/wordnet-embeddings

Synset and word embeddings using graph walking

Primary LanguagePython

Wordnet Embeddings

Installation

docker build -t wordnet-embeddings .

This package uses tensorflow v2.

Learning embeddings

This project continuously randomly walks a graph of all Synsets in English WordNet. It then uses an LSTM over the path to predict the final node in the path. The type of relation is encoded as its own step.

An example path might look like

"["Synset('computerized_tomography.n.01')", 'hypernym', "Synset('x-raying.n.01')", 'hypernym', "Synset('imaging.n.02')", 'hypernym']" -----> Synset('pictorial_representation.n.01')

The model is trained using sampled_softmax_loss, though in reality there's no need to subtract log(Q(y|x)) since we aren't using any frequency information.

Evaluating embeddings

As the model trains on these random walks, it evaluates other random walks.
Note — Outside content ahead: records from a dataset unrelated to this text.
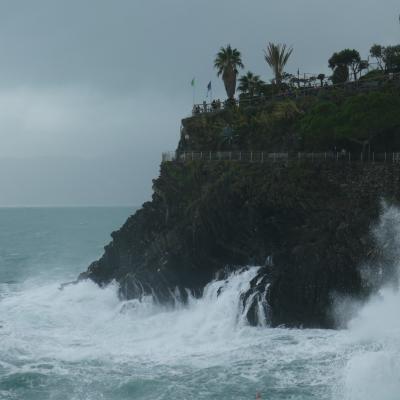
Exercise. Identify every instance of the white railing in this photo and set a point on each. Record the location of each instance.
(263, 156)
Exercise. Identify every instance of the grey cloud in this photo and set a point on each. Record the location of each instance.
(109, 79)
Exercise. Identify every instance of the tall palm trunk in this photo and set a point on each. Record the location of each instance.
(229, 78)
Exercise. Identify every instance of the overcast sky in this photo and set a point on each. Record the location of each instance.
(92, 91)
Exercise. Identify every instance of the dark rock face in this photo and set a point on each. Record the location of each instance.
(308, 224)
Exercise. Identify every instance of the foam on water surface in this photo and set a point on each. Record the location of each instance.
(83, 343)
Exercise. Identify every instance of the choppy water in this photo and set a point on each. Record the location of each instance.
(83, 343)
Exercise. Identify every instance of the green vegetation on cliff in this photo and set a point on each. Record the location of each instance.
(333, 119)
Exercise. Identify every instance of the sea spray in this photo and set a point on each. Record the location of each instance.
(373, 372)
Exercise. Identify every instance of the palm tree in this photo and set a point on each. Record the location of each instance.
(250, 84)
(277, 56)
(227, 62)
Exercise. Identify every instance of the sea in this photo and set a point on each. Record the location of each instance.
(83, 343)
It predicts a vector at the last timestep of a given walk, then finds the most cosine-similar Synset in the output embedding weights.

"["Synset('computerized_tomography.n.01')", 'hypernym', "Synset('x-raying.n.01')", 'hypernym', "Synset('imaging.n.02')", 'hypernym']" ------> Synset('pictorial_representation.n.01')
 nearest neighbors:
 Synset('pictorial_representation.n.01'),
 Synset('butterfly_bush.n.01'),
 Synset('nectariferous.a.01'),
 Synset('min.n.02'),
 Synset('sonography.n.01'),
 Synset('x-raying.n.01'),



 "["Synset('neva.n.01')", 'instance_hypernyms', "Synset('river.n.01')", 'hypernym', "Synset('stream.n.01')", 'hypernym']"  ------> Synset('body_of_water.n.01')
 nearest neighbors:
 Synset('brook.n.01'),
 Synset('body_of_water.n.01'),
 Synset('headstream.n.01'),
 Synset('branch.n.05'),
 Synset('eparchial.a.01'),
 Synset('pipturus.n.01'),